Dziennik budowy - "Manuela"
16.07.2004 Odbyłem dziś rozmowę z potencjalnym kierownikiem budowy (inspektor nadzoru inwestorskiego). W porównaniu z architektem adaptującym mój projekt jest droższy o 100PLN, ale jest znany w starostwie i Nadzorze Budowlanym. Gość trochę starej daty, więc boję się że nie jest zbyt obeznany z nowymi technologiami. Z drugiej strony on odpowiada przede wszystkim za konstrukcję – trudno, żeby miał w jednym palcu np. instalacje grzewcze ze wszystkimi ich bajerami. Wstępnie jestem na niego zdecydowany tym bardziej, że wszyscy bardzo pochlebnie się o nim wypowiadają. Dodatkowo okazało się, że projekt Manueli ma dobrze opanowany, bo niedawno nadzorował budowę Manueli gdzieś w okolicy.

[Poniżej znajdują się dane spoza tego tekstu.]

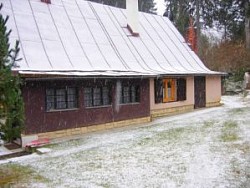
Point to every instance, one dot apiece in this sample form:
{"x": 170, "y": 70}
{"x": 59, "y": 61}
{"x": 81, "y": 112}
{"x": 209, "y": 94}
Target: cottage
{"x": 247, "y": 80}
{"x": 88, "y": 66}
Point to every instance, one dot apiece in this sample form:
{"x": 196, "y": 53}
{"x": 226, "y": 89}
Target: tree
{"x": 11, "y": 103}
{"x": 144, "y": 5}
{"x": 247, "y": 24}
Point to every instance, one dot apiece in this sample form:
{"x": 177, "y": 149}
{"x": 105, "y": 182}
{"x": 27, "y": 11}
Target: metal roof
{"x": 82, "y": 38}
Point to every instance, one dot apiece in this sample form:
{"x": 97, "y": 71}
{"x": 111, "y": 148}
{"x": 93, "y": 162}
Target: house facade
{"x": 88, "y": 67}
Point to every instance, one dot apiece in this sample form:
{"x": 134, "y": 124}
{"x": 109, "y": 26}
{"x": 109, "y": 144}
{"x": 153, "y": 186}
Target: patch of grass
{"x": 208, "y": 124}
{"x": 229, "y": 131}
{"x": 236, "y": 111}
{"x": 229, "y": 137}
{"x": 11, "y": 174}
{"x": 228, "y": 125}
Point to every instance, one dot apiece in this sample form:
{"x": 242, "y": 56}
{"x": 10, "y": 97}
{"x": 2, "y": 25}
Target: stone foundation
{"x": 171, "y": 111}
{"x": 92, "y": 128}
{"x": 213, "y": 104}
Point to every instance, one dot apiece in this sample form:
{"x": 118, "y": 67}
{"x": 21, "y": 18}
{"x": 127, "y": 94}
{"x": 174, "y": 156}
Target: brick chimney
{"x": 132, "y": 16}
{"x": 46, "y": 1}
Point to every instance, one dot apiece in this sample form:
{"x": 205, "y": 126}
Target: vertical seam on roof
{"x": 159, "y": 72}
{"x": 185, "y": 68}
{"x": 14, "y": 17}
{"x": 40, "y": 34}
{"x": 76, "y": 33}
{"x": 158, "y": 49}
{"x": 149, "y": 69}
{"x": 60, "y": 38}
{"x": 90, "y": 5}
{"x": 110, "y": 39}
{"x": 190, "y": 64}
{"x": 204, "y": 68}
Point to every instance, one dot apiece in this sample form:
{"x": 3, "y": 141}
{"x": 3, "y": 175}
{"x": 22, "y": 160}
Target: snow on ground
{"x": 205, "y": 148}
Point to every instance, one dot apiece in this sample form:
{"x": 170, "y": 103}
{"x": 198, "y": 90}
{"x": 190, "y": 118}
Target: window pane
{"x": 60, "y": 99}
{"x": 50, "y": 102}
{"x": 133, "y": 94}
{"x": 88, "y": 97}
{"x": 97, "y": 96}
{"x": 72, "y": 98}
{"x": 138, "y": 93}
{"x": 126, "y": 95}
{"x": 105, "y": 96}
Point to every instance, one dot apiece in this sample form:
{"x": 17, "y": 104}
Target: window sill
{"x": 62, "y": 110}
{"x": 134, "y": 103}
{"x": 93, "y": 107}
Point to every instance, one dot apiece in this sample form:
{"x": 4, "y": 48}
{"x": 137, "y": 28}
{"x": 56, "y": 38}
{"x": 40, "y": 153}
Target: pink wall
{"x": 189, "y": 101}
{"x": 213, "y": 89}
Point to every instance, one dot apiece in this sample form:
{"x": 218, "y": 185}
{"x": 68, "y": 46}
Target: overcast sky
{"x": 160, "y": 4}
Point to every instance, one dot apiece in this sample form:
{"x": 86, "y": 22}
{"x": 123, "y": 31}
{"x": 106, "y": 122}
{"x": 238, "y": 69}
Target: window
{"x": 130, "y": 94}
{"x": 61, "y": 98}
{"x": 170, "y": 90}
{"x": 97, "y": 96}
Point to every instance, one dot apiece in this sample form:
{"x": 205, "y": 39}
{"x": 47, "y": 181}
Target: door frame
{"x": 199, "y": 92}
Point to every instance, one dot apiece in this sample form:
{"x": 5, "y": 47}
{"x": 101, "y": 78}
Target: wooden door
{"x": 199, "y": 91}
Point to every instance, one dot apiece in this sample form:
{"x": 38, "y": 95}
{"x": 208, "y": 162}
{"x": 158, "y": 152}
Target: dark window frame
{"x": 181, "y": 90}
{"x": 105, "y": 97}
{"x": 70, "y": 101}
{"x": 130, "y": 93}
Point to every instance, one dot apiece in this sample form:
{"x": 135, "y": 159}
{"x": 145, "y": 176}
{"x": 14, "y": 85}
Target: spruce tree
{"x": 11, "y": 103}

Próbowałem dziś po raz kolejny uzyskać jakieś konkretne informacje w urzędzie skarbowym – niestety nic nowego: proszę złożyć zapytanie w ciągu miesiąca odpowiemy. Może faktycznie to jest metoda. Jestem jutro umówiony ze znajomą księgową – może ona powie mi coś ciekawego.